But mostly, in this moment, he was a little confused.

Last Saturday, the 5-foot-10 scrum half received a text message from his coach Steve St. Pierre that was simply in its message: You won.

Won? Parry didn't know what he won; the Cougars had just come off a 48-31 loss to Saint Mary's in the CRAA DIA men's rugby national semifinals — their second straight national semifinal appearance — but he didn't count any of it as a win.

Parry is competitive, and the kind of player who does't take moral victories. So while he is keen to acknowledge the growth and progress of five-time national championships, he was also eager to get to work for next year, to try to win a title for the club for the first time since 2015.

Still, about an hour later, Parry returned a call to St. Pierre. That's when his coach explained to him he had won: individually, that is, the Rudy Scholz Award, given to the top men's collegiate rugby player in the United States by the Washington Athletic Club of Seattle.

"Honestly, I was just super grateful; it's the realization of a lot of hard work and a lot of effort," Parry said. "I was able to soak it in, and Steve told me that they'd announce it Tuesday or Wednesday.

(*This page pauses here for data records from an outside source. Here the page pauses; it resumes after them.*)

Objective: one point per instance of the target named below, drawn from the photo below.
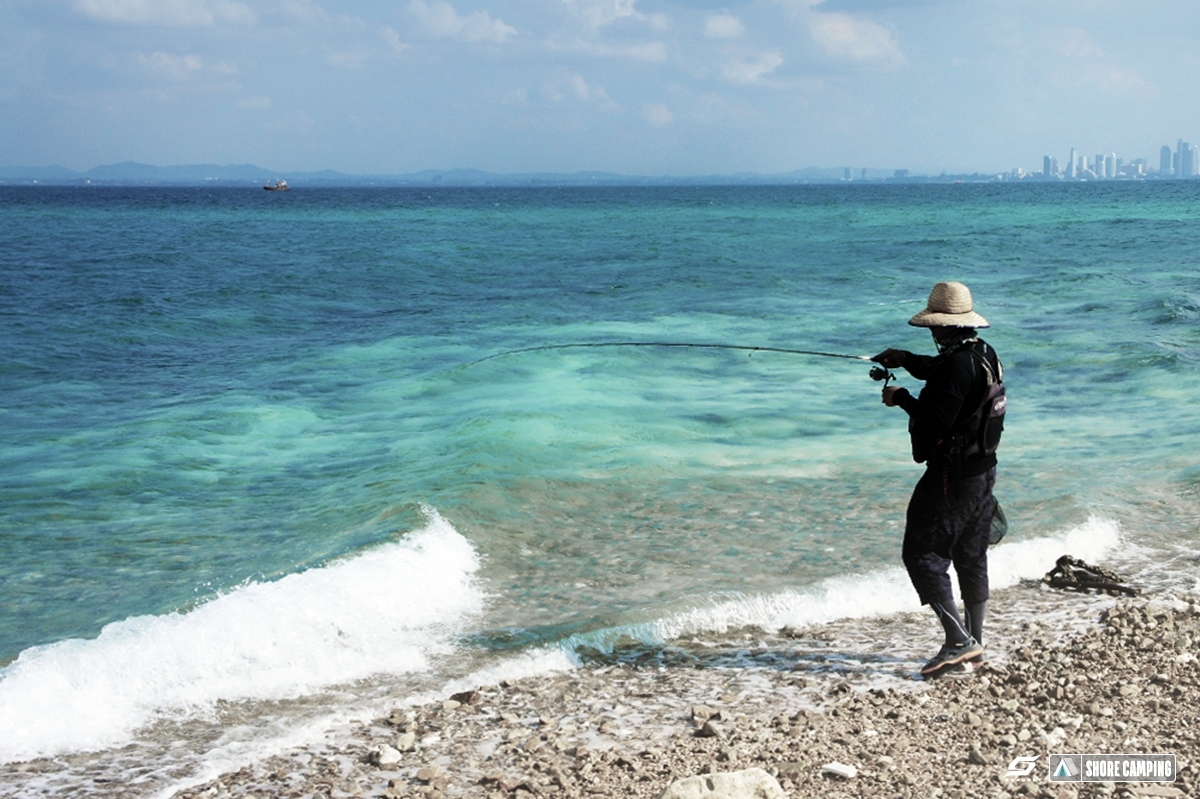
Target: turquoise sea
(259, 464)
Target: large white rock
(750, 784)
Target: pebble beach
(815, 709)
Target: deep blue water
(209, 390)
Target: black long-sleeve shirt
(954, 389)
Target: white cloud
(1116, 80)
(1077, 43)
(180, 13)
(658, 114)
(599, 13)
(750, 71)
(395, 43)
(654, 52)
(441, 19)
(853, 37)
(575, 88)
(255, 103)
(347, 60)
(724, 26)
(175, 66)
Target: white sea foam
(868, 595)
(385, 611)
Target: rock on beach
(1127, 682)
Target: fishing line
(671, 343)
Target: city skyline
(624, 86)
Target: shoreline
(1127, 682)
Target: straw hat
(949, 306)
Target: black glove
(892, 358)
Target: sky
(629, 86)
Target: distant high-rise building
(1185, 160)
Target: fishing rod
(877, 372)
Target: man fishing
(954, 425)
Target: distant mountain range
(138, 174)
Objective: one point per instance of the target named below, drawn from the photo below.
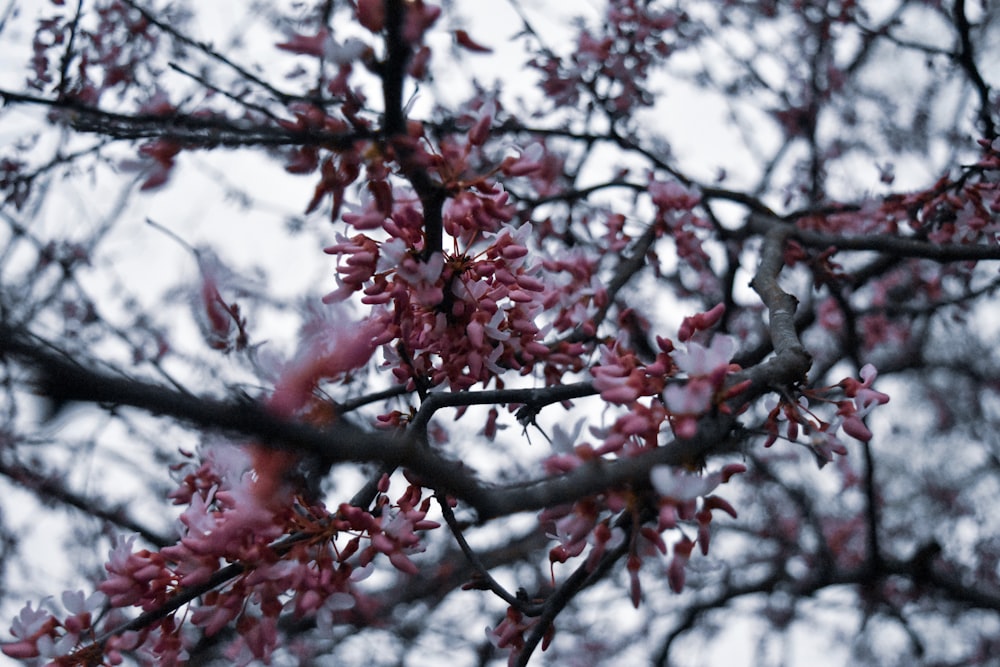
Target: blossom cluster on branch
(477, 265)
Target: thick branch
(192, 131)
(64, 381)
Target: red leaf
(466, 42)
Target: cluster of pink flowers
(822, 434)
(306, 561)
(613, 62)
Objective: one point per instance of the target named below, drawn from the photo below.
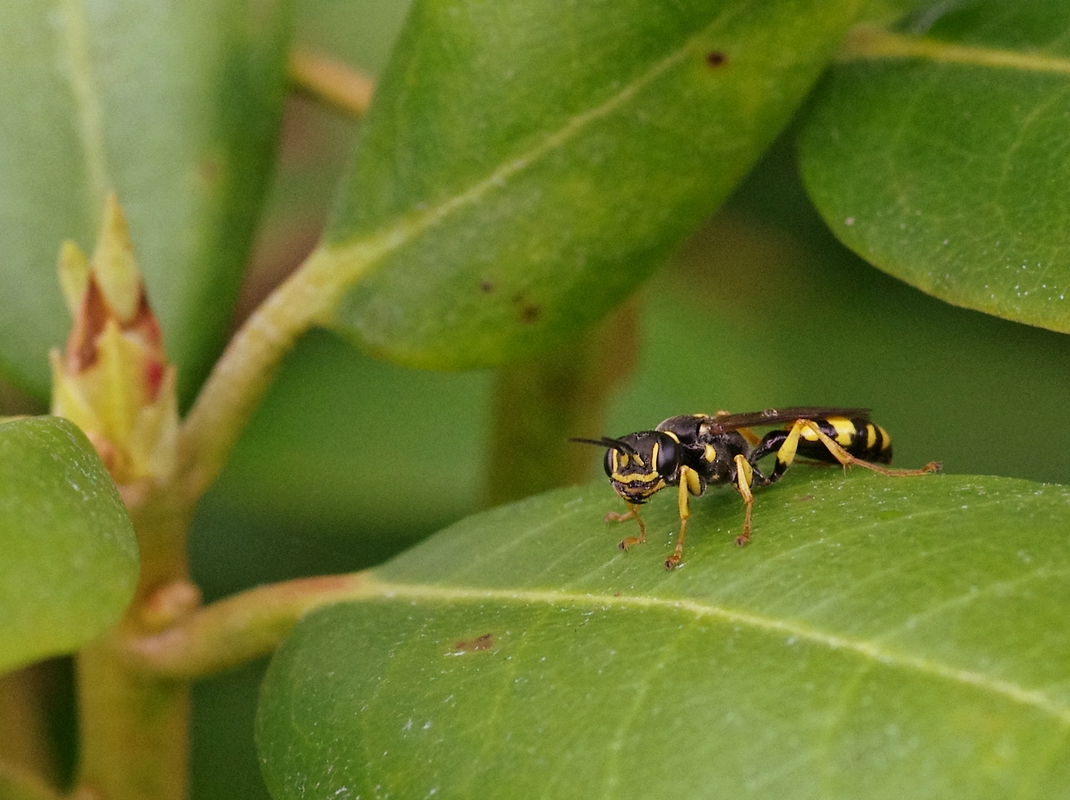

I got a lot of messages from coaches, friends and family (after the announcement). But I'm just super grateful."

The marketing major from St. George isn't the most imposing rugby player to line up in a scrum. But in his backfield role, he was often in charge of an offense that scored 40 or more points four times during a 5-4 spring season in 2024, including a 48-15 win over UCLA and 40-24 upset victory at Central Washington in the national tournament.

Parry was quick to credit his teammates for the Cougars' offensive execution and success. But the scrum half's role is vital, too, as any devout rugby follower will tell you.

"My job last season was to be one of those fast guys who could score, but also setting up other people to score. I was kind of the point guard," he said.

Winning the Scholz Award is promising, especially from a group of finalists that included Dom Besag of Saint Mary's, Evan Roode of Arkansas State and Eden van Heerden of Lindenwood.

The award given to the top male collegiate rugby player in the United States is named after Rudolph "Rudy" Scholz, who played from Santa Clara and helped lead the U.S. men's rugby team to Olympic gold in 1920 and 1924.

Scholz also served in both World Wars, volunteering for World War II when he was in his 40s, between a successful career as a lawyer and a rugby career that lasted until his final match at age 83.

But Parry has other goals in mind.

"I think individual awards are great. They help validate yourself and your team," he said. "But at the same time, I came to BYU to win a national championship. We've got one more crack at this.

"Next year, it's not about any individual award at all," he added. "It's all about the team goal, of getting a crack at the semifinals, then the finals, and walking away with the dub."

With that in mind, Parry has opted to come back for a fifth year with the Cougars. He isn't the only one who plans to "run it back," he said, but added that he made the decision to spend one more year at BYU to finish his college degree and help lead the Cougars around Christmas break — despite knowing that interest was out there from several Major League Rugby teams to start his professional career.

"I ride or die with the players I've played with," Parry said. "We've been together for four years, and a lot of them are coming back for a fifth year. I'll ride-or-die with those guys until the end. One more year, we're all in and we're going to see what we can do."